Una vez Ana salió de
casa, recogió la mesa y puso los platos y vasos en el lavavajillas,
olvidó la lavadora, y se encontró con Yuki en la entrada del piso
con la correa en la boca, mirándole y meneando el rabo. “Venga,
hoy te va a tocar un paseíto largo”.
Móstoles es un ciudad
sin personalidad, anodina, aburrida, intercambiable. El único
atractivo que le había encontrado era la cercanía al nudo de la
M-50 y la A-5, la estación de tren y el instituto donde trabajaba.
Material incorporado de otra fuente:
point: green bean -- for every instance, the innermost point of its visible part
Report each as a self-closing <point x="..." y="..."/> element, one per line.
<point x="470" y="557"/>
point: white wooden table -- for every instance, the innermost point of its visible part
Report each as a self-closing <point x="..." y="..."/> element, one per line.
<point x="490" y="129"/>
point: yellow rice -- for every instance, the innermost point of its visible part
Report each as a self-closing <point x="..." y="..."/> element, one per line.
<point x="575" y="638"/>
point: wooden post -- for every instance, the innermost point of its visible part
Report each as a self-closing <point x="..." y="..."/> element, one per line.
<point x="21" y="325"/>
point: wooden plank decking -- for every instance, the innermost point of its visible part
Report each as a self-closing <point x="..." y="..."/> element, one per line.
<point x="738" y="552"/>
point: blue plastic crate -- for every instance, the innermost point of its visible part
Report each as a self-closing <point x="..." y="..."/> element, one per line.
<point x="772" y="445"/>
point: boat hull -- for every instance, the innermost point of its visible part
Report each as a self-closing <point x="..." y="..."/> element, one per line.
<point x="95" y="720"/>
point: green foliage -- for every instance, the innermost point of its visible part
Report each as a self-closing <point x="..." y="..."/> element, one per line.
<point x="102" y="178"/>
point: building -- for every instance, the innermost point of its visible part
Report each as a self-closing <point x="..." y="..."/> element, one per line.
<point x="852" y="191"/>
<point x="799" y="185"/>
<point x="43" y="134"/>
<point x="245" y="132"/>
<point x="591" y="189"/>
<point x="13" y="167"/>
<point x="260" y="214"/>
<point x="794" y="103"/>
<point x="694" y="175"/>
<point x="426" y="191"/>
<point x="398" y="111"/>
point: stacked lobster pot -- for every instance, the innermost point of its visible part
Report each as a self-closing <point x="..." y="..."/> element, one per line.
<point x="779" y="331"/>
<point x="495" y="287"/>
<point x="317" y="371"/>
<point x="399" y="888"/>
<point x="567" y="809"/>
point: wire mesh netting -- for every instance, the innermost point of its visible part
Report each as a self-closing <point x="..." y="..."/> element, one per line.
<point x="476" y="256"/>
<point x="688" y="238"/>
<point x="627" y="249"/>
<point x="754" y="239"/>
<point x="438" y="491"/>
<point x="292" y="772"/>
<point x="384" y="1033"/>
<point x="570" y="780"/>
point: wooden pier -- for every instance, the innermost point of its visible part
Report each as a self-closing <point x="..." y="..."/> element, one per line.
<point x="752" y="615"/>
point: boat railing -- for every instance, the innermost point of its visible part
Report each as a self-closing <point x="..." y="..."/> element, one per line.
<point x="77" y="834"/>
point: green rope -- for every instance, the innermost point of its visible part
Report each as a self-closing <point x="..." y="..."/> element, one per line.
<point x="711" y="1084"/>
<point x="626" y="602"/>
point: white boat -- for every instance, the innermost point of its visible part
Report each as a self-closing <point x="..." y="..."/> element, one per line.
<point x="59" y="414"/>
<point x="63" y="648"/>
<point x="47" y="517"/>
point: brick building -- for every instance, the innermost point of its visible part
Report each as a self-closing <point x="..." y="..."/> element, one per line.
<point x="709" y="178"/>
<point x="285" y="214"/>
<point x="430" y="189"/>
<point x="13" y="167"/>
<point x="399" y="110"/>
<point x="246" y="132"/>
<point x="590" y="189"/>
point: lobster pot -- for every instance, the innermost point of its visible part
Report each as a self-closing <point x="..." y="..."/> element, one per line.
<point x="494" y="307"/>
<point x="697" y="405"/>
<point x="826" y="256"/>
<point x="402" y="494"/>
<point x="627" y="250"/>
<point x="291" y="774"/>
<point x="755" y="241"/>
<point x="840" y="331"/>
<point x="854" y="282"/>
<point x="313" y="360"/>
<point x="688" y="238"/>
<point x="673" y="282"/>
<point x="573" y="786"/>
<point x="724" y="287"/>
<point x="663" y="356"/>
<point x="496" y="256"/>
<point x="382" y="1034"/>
El resto era sencillamente olvidable. Antes de comprar el piso, antes
de que llegara Nico, intentó convencer a Ana para pedir traslado a
alguna otra ciudad, alguna capital de provincia, algún sitio
tranquilo como Cáceres, Ciudad Real, Jaén o Cádiz, algún sitio
con personalidad, un casco histórico, pero con todos los servicios
necesarios, y sobre todo, lejos del monstruo invivible de Madrid.
Pero ella no lo vio
claro y al final compraron el piso, un buen precio, una buena zona,
buena distribución, en un buen barrio. Pero anodino como todo el
resto de la ciudad. Bajó el parque de los Rosales con Yuki tirando
de la correa y recorriendo y olisqueando todos los rincones,
arbustos, bancos y farolas. Orinó donde siempre lo hace, junto a la
papelera, antes de llegar a la fuente que, si estaba encendida, le
asustaba con el ruido del agua. Continuó por la avenida hasta llegar
a la Universidad, para acercarse un barrio algo más viejo que el
suyo. Paseó observando los edificios, auténticas colmenas, máquinas
de vivir, almacenes de familias en seis alturas. Por esta zona, algún
gerente de urbanismo había intentado alegrar la vía pública
plantando rosales en una mediana que dejaba excesivamente estrechos
los dos carriles de circulación, y salteando las aceras con árboles
y jardineras. Pero la calle no había sido diseñada para ello, y el
resultado era un espacio algo agobiante, abigarrado. Para más inri,
a estas alturas de año las plantas y árboles ya se habían secado,
y aún faltaban un par de meses para llegar al verano.
Llegó a la
pequeña plaza junto al Centro Social del barrio, con unos bancos de
hormigón completamente cubiertos de grafitis y con las papeleras
medio destrozadas. Aquí el vecindario había cambiado, los edificios
eran más bajos, los espacios más pequeños, se veían las ropas y
sábanas colgadas en las ventanas y las fachadas eran recorridas por
manojos de cables que saltaban de edificio a edificio. También los
habitantes habían cambiado respecto a su barrio, grupos de chavales
con ropas holgadas, con capuchas o gorras, fumando y compartiendo
bebidas mientras varias músicas excesivamente repetitivas se
entremezclan al salir de los móviles; los tonos de piel se van
mezclando, y los atuendos incluyen telas con colores llamativos y
algún que otro velo; de una ventana brota una bachata
inidentificable.
Yuki le mordió los
bajos del pantalón y esto sirvió para darse cuenta de que la pobre
estaba cansada, no reconocía la zona y quería irse a casa. Miró el
reloj y se asustó al darse cuenta de que apenas le restaban quince
minutos para recoger a Nico del colegio (comedor, clases de yoga y de
inglés) y llegar a casa. “¡Vamos, que llegamos tarde!” dijo en
voz alta al pobre animal, que ladró, pareciendo entender.
Ana llegó sobre las
ocho y media y se encontró con una sorpresa, “¡hoy cenamos pizza,
mamá!” le dijo Nico nada más verla, mientras le abrazaba. En el
cruce de miradas, ella intercambió una interrogación con la
disculpa que él le ofreció (cejas y hombros elevados, media
sonrisa). A las diez, Nico ya estaba en la cama, Ana preparaba la
comida del niño para el día siguiente, mientras él salía de la
ducha ya con el pijama. “¿Qué peli ponen hoy? ¿te apetece ver
algo?”, “Ana, ven aquí, un momento”, respondió él. “¿Qué
pasa?” dijo ella mientras se acercaba. Él la abrazó, primero con
suavidad, pero fue aferrándola cada vez más fuerte, mientras le
respondía “ha llamado el doctor, ya están los análisis de Nico”,
apretó el abrazo un poco más mientras comenzó a notar los
temblores que recorrían todo el cuerpo de su mujer.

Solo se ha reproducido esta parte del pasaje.